Beth Warren, Maria C. Olivares, & Eli Tucker-Raymond of the Earl Center for Learning and Innovation
Session Title: Designing Expansively Toward Transformative Social Futures
Participants will engage in exploring design expansively as pedagogy grounded in and expressive of political and ethical commitments toward creating transformative social futures.
Dr. Beth Warren is Sylvia Earl Professor and Director of the Earl Center for Learning & Innovation. She engages in collaborative design research that builds from the heterogeneity of human sense-making and experience to design educational ecologies that multiply possibilities for transformative learning among children and youth from historically non-dominant communities. She and her colleagues investigate questions at intersections of culture, race, and language to re-imagine a) disciplinary learning through a framework of decolonization and onto-epistemic heterogeneity, and b) teacher professional learning as the cultivation of interpretive power in classroom discourse and interaction.
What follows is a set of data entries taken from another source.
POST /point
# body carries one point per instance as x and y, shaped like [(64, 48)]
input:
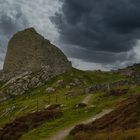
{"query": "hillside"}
[(68, 89), (41, 94), (122, 123)]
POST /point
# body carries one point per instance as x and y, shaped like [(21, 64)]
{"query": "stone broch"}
[(29, 51), (30, 61)]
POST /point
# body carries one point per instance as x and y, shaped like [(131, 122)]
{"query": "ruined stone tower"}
[(29, 51)]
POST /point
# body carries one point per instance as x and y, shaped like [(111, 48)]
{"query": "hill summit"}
[(29, 51), (31, 60)]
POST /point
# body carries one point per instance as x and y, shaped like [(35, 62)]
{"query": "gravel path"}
[(62, 134)]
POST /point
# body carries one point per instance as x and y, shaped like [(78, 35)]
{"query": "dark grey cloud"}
[(11, 21), (105, 31)]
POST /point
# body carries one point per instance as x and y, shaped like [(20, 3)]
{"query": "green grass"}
[(70, 116)]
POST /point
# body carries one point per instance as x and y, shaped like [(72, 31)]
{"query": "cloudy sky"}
[(94, 34)]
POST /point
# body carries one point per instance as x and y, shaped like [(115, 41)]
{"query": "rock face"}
[(31, 60), (29, 51)]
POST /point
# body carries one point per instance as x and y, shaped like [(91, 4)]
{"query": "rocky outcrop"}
[(29, 51), (31, 60)]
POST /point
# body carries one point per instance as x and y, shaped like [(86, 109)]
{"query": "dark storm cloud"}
[(104, 30), (11, 23)]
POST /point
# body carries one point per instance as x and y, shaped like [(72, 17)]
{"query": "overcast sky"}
[(94, 34)]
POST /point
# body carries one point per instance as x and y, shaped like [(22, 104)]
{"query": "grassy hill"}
[(70, 89), (121, 124)]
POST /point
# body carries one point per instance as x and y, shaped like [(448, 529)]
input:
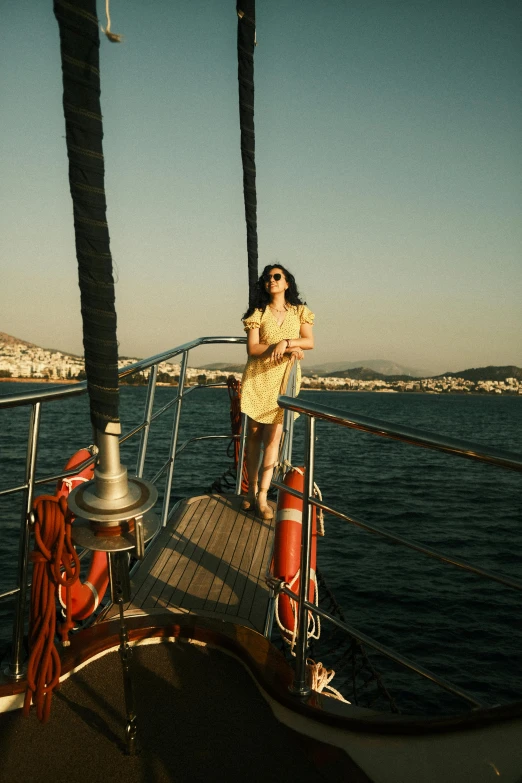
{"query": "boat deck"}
[(211, 560)]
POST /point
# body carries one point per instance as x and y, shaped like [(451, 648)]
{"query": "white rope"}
[(314, 622), (69, 481), (114, 37), (320, 678)]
Dr. Maria C. Olivares is an artist, poet, and research scientist whose work explicitly acknowledges and challenges the role of race and racism as obstacles for achieving equity in STEM through research, practice, professional development, mentoring, and outreach activities for youth and communities of color. Through design-based research, she works with youth, teachers, and researchers to design formal and informal learning environments that support expansive understandings of STEM. Her work centers creative, integrated, and transdisciplinary STEM inquiry.
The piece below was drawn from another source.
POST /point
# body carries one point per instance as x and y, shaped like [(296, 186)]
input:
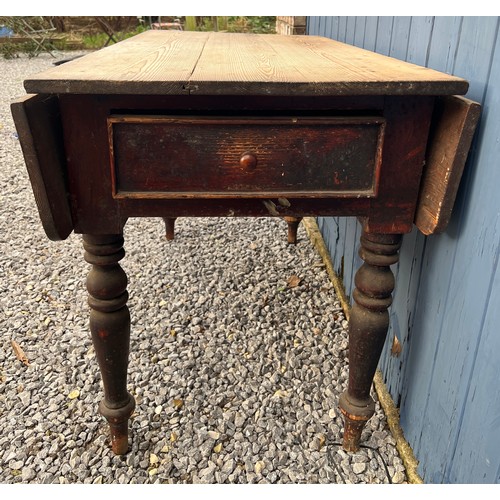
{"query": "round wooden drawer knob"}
[(248, 161)]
Dr. Olivares is originally from South Central Los Angeles, the proud daughter of Mexican immigrants, and the first in her family to gain access to higher education.
Dr. Eli Tucker-Raymond’s research focuses on creating and understanding humanizing spaces for learners at the intersection of STEM, literacy, and the media/arts. He is particularly interested in spaces that promote racial equity and critical, compassionate relationships between educators and learners. Recently much of that work has been in the area of making as context for cultivating those critical, compassionate relationships.